File Name	Format	Description
run.trip.BM25.<[head, torso, tail]>.val.txt	TREC-like: qid, “Q0”, docid, rank, score, runstring	Pre-ranking results, three files: (val)*(head, torso, tail)
runs_test/run.trip.BM25.<[head, torso, tail]>.test.txt	TREC-like: qid, “Q0”, docid, rank, score, runstring	Pre-ranking results, three files: (test)*(head, torso, tail)
triples.train.tsv	tsv: query, pos. passage, neg. passage	Plain-text training data (size: 86G)
tuples.<[head, torso, tail]>.<[test, val]>.top200.tsv	tsv: qid, pid, query, passage	test and validation sets, six files: (test, val)*(head, torso, tail)
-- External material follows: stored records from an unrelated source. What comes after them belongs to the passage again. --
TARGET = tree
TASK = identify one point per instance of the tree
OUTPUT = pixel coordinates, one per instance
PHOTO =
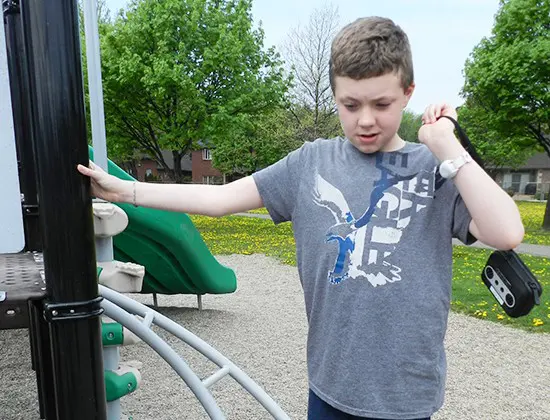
(495, 149)
(307, 53)
(410, 124)
(508, 76)
(263, 142)
(180, 72)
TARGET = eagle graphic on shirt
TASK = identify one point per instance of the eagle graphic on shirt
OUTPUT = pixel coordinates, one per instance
(365, 243)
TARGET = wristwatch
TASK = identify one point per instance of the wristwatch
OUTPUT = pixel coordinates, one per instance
(449, 168)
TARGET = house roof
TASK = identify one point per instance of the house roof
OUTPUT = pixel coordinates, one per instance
(537, 161)
(185, 160)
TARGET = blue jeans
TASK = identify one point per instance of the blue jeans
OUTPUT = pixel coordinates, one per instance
(317, 409)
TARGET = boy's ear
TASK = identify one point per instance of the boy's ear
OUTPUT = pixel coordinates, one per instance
(408, 93)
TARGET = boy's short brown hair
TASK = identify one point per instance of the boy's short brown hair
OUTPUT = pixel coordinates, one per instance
(371, 47)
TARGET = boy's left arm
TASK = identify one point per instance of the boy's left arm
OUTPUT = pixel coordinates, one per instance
(496, 220)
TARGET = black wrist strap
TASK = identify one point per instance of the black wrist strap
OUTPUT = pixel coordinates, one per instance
(465, 141)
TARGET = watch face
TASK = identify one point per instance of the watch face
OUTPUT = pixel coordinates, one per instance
(447, 169)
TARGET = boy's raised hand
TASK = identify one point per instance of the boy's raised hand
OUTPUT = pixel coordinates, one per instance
(104, 186)
(438, 133)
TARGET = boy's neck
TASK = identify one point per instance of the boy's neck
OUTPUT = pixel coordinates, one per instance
(397, 143)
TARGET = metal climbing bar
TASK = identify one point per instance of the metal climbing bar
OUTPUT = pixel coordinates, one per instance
(119, 308)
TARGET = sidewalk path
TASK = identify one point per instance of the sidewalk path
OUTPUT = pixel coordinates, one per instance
(536, 250)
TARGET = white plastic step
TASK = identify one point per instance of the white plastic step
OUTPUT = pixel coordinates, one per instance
(122, 277)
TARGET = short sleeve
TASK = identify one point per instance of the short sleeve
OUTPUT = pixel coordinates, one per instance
(461, 220)
(278, 184)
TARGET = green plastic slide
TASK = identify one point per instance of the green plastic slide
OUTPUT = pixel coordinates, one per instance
(168, 245)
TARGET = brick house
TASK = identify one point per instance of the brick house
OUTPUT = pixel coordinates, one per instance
(530, 180)
(148, 169)
(203, 172)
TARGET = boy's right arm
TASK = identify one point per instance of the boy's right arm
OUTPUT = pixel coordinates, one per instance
(208, 200)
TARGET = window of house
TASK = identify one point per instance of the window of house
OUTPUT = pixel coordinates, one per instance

Additional resources by collaborators

Pyserini guideline for creating BM25 baselines: link
A new set of training triples (triples.train.tsv) provided by Hofstätter et al.: github, training triples

Team and Contact

For any question regarding obtaining the data and terms of use please contact Jon Brassey. If you have any question regarding the technical aspects drop an email to tripclick@jku.at.

Navid Rekab-saz
Johannes Kepler University Linz

Oleg Lesota
Johannes Kepler University Linz

Markus Schedl
Johannes Kepler University Linz

Jon Brassey
Trip Database

Carsten Eickhoff
Brown University

Terms and conditions

The provided datasets are intended for non-commercial research purposes to promote advancement in the field of natural language processing, information retrieval and related areas, and are made available free of charge without extending any license or other intellectual property rights. In particular:

Any parts of the datasets cannot be publicly shared or hosted (with exception for aggregated findings and visualizations);
The datasets can only be used for non-commercial research purposes;
The statistical models or any further resources created based on the datasets cannot be shared publicly without the permission of the data owners. These include for instance the weights of deep learning models trained on the provided data.

Upon violation of any of these terms, my rights to use the dataset will end automatically. The datasets are provided “as is” without warranty. The side granting access to the datasets is not liable for any damages related to use of the dataset.